Examination of the LD in the region, using HapMap data16 and including only SNPs with MAF >5%, shows that the SNPs in this study are in a region with six major LD blocks. SNPs rs9033, rs13312727, rs9939768, rs868213, rs9924876 and rs8051891 are in one large block, rs3868142 and rs8052655 are in the adjoining block and rs9972635 and rs6979 lie between blocks 5 and 6 (see figure 1). HapMap lists 328 SNPs between rs9033 and rs6967. Of these, 170 are monomorphic in Europeans and 141 have a MAF of 0.1 or less. Of the remaining 17 SNPs, 1 tags 5 others, 2 tag 2 others each, leaving 8 with useful MAFs in a region of about 0.5 Mb, making this region difficult to study.

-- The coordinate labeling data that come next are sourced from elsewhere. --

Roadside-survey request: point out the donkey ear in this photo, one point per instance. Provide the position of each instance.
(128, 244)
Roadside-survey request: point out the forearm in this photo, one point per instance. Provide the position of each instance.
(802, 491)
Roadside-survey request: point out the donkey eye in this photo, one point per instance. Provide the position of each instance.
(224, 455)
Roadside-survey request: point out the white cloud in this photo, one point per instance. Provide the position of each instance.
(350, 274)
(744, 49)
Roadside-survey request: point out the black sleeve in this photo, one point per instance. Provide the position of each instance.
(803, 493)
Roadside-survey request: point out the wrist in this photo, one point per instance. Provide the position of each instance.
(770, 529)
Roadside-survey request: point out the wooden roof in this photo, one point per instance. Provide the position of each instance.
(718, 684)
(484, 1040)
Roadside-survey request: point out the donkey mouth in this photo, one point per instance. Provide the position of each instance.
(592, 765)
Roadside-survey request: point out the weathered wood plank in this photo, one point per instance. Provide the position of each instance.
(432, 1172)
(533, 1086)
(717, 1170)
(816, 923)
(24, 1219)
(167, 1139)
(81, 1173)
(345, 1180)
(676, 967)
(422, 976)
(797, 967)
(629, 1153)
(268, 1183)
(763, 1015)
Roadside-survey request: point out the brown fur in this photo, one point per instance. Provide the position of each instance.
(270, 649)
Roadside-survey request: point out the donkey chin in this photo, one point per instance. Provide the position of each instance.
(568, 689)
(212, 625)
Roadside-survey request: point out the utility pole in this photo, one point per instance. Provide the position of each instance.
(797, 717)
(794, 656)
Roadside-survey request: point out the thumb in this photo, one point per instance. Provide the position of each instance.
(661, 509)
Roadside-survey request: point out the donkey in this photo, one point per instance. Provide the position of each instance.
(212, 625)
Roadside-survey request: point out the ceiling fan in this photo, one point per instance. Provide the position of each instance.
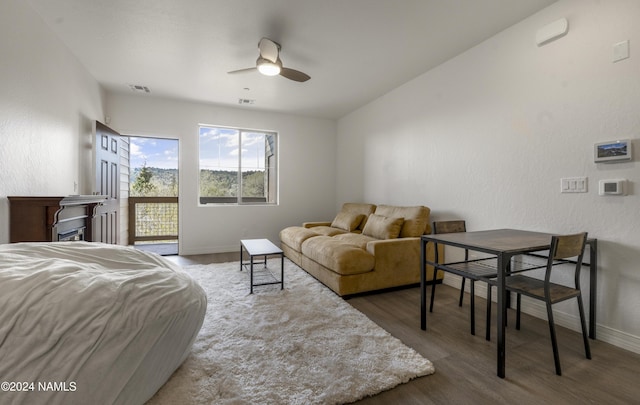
(269, 63)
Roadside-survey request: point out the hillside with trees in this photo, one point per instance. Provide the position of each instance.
(156, 182)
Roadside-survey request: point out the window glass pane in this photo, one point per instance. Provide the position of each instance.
(235, 159)
(253, 166)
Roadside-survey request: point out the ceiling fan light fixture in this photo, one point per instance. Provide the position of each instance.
(268, 68)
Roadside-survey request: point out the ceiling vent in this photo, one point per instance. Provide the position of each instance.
(136, 88)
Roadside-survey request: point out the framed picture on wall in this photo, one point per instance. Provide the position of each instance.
(612, 151)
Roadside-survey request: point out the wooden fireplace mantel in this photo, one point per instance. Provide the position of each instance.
(37, 219)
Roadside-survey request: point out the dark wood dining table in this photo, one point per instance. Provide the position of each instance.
(504, 244)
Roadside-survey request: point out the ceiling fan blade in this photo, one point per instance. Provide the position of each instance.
(294, 75)
(268, 49)
(243, 70)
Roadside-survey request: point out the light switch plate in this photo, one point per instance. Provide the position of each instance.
(573, 185)
(620, 51)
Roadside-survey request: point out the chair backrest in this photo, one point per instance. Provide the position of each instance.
(565, 247)
(449, 226)
(454, 226)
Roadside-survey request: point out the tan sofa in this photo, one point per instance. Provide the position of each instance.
(365, 248)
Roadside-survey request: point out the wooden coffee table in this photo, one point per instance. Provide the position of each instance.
(261, 247)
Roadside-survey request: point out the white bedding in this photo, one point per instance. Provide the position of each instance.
(87, 323)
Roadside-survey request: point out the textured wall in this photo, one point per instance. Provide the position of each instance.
(48, 103)
(488, 135)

The associated SNPs span a region that contains plausible candidate genes. TRADD is of particular interest because of its interactions with TNFR1 and Toll-like receptors 3 and 4.17 18 It therefore plays a crucial role in the regulation of NFκB signalling and the regulation of proinflammatory cytokines. A second gene, CTCF, could have a role in AS since recent evidence suggests a role in the expression of MHC class II genes.10

We have replicated the findings of the WTCCC for SNPs on chromosome 16p22.1 and have identified two additional independently associated SNPs. To achieve better discrimination of the associated genotypes it will be necessary to undertake further large studies using all the available informative SNPs in the region. This study highlights the necessity of robust replication of whole genome associations and the need for still larger sample sizes to generate sufficient statistical power to detect small genetic effects reliably.

Acknowledgments

This study was funded in part by Arthritis Research UK, award number 19356, by the Wellcome Trust under award no. 076113 and by the National Institute for Health Research Oxford Biomedical Research Centre ankylosing spondylitis chronic disease cohort (theme code: A91202). We are grateful to the many patients who contributed samples to these studies and to their doctors for allowing us to study their patients. The authors thank the National Ankylosing Spondylitis Society (UK) for in part funding DH, and for additional financial support and their help in the patient recruitment. The authors thank the Osteoarthritis Group, Oxford for the use of their control samples. This study makes use of data generated by the Wellcome Trust Case Control Consortium. A full list of the investigators who contributed to the data is available from http://www.wtccc.org.uk. Additional infrastructure support was provided by the NIHR Oxford Musculoskeletal Research Unit. The authors acknowledge the use of genotype data from the British 1958 Birth Cohort DNA collection, funded by Medical Research Council grant G0000934 and the Wellcome Trust grant 068545/Z/02. DH is funded, in part, by Arthritis Research UK. TK is a Henni Mester student. Finally, we thank Lyn-Louise Johnson for iPLEX genotyping and the Bioinformatics and Statistical Genetics groups for support, both of the Wellcome Trust Centre for Human Genetics, Oxford.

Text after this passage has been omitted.